Wykorzystując powiązania przestępcze dotarł również do fikcyjnej firmy w woj. zachodnio-pomorskim, założonej na tzw. słupa, skąd wpłacał pieniądze ze sprzedaży blendowanego paliwa na konto swojej firmy.
Jak wynika ze zgromadzonego materiału dowodowego, skarb państwa z tytułu niezapłaconego podatku VAT i akcyzy stracił ponad dwa miliony złotych.
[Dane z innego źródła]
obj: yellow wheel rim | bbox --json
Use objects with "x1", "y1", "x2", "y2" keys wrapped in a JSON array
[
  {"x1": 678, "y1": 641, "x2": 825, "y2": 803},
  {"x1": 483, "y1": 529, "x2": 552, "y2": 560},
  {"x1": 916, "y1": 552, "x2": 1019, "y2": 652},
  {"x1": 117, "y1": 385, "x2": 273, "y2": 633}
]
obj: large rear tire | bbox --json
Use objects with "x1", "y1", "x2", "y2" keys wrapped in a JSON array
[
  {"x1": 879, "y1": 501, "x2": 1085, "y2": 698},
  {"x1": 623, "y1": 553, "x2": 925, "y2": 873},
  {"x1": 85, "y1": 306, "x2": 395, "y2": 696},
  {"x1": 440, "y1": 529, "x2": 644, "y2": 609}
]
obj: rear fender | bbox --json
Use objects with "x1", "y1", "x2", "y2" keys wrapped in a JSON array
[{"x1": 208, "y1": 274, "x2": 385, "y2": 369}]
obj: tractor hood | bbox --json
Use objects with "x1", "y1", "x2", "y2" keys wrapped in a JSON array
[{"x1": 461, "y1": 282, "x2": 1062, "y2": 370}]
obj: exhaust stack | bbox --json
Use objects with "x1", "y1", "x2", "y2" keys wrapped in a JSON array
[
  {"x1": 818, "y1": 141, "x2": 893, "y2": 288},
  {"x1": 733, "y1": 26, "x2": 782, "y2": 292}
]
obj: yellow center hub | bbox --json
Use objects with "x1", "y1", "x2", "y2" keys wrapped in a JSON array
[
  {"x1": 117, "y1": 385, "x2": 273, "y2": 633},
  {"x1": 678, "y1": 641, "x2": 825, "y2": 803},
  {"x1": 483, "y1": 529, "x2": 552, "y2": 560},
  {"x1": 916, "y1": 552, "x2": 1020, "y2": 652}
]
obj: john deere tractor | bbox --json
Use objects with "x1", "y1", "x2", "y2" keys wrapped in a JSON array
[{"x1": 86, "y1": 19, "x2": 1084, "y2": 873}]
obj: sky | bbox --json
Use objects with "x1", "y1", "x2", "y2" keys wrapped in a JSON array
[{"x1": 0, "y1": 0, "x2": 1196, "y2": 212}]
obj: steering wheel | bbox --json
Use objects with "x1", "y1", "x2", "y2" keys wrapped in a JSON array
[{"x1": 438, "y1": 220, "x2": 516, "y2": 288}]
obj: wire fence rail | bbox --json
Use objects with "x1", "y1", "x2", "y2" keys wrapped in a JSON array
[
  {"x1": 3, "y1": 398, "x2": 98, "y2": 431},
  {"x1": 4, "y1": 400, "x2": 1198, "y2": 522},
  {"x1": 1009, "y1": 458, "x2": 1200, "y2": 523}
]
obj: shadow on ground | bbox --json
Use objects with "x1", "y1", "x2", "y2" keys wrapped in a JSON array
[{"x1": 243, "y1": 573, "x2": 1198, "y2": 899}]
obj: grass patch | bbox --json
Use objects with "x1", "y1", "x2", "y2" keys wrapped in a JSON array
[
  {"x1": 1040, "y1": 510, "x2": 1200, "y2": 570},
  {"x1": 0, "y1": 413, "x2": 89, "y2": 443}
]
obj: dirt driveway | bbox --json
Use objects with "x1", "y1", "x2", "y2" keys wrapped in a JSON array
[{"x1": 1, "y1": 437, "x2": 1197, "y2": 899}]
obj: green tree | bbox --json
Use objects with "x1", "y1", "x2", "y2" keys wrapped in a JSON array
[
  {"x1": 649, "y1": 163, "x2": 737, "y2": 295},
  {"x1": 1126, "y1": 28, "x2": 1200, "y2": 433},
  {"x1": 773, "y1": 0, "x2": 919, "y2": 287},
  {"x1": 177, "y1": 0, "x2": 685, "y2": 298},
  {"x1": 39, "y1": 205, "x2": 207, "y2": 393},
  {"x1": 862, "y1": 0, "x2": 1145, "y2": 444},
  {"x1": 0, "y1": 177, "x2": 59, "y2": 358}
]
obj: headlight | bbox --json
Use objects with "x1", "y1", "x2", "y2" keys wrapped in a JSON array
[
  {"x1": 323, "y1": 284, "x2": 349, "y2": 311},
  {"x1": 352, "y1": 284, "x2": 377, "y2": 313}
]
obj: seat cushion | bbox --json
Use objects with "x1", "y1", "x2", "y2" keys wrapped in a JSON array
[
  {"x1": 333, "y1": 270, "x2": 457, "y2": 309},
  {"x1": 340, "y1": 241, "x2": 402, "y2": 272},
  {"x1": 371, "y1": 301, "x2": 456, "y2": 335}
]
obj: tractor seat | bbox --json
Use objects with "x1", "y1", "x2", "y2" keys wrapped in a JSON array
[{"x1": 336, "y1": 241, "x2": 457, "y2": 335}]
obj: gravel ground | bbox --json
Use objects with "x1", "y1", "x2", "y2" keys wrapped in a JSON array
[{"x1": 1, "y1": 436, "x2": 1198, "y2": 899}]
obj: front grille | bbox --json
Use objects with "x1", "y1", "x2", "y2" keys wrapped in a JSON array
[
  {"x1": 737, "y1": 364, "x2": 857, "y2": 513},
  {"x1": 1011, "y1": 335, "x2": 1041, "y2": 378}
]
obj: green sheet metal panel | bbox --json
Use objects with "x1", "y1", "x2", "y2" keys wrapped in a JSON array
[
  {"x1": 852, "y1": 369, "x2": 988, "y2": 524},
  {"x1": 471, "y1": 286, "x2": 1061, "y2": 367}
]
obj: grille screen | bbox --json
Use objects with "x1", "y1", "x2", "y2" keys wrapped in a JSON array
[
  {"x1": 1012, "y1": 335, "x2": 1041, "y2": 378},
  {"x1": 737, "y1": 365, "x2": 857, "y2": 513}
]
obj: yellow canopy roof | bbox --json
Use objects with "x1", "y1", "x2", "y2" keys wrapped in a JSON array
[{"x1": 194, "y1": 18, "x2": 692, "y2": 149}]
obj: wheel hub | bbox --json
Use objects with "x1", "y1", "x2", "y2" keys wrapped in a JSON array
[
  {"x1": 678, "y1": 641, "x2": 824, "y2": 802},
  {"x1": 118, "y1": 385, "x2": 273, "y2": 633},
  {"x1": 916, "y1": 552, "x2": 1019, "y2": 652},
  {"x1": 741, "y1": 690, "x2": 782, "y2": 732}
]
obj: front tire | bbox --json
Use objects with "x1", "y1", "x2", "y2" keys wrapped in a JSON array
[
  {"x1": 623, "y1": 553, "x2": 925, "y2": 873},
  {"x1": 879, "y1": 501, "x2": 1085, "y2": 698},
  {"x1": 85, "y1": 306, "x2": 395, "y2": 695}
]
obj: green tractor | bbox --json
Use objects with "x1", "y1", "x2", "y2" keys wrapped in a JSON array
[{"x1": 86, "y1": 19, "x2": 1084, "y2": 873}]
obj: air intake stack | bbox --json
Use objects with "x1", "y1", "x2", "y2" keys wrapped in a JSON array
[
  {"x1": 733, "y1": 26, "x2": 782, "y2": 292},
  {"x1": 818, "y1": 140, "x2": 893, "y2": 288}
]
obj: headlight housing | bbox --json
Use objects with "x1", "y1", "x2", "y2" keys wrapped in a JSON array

W powyższej sprawie postawiono też zarzuty dwóm mieszkańcom spod Stargardu Szczecińskiego, którzy pośredniczyli w nielegalnej sprzedaży paliwa.
Wobec wszystkich prokurator nadzorujący śledztwo zastosował środki zapobiegawcze w postaci dozoru policyjnego i poręczenia majątkowego od 5 do 20 tys. zł. Na poczet przyszłej kary zabezpieczono tez majątek należący do głównego podejrzanego – mienie nieruchome o wartości 100 tys. zł i środki transportu o wartości przekraczającej pół miliona złotych.
Za przestępstwo prania pieniędzy w porozumieniu z innymi osobami grozi kara pozbawienia wolności do lat 10.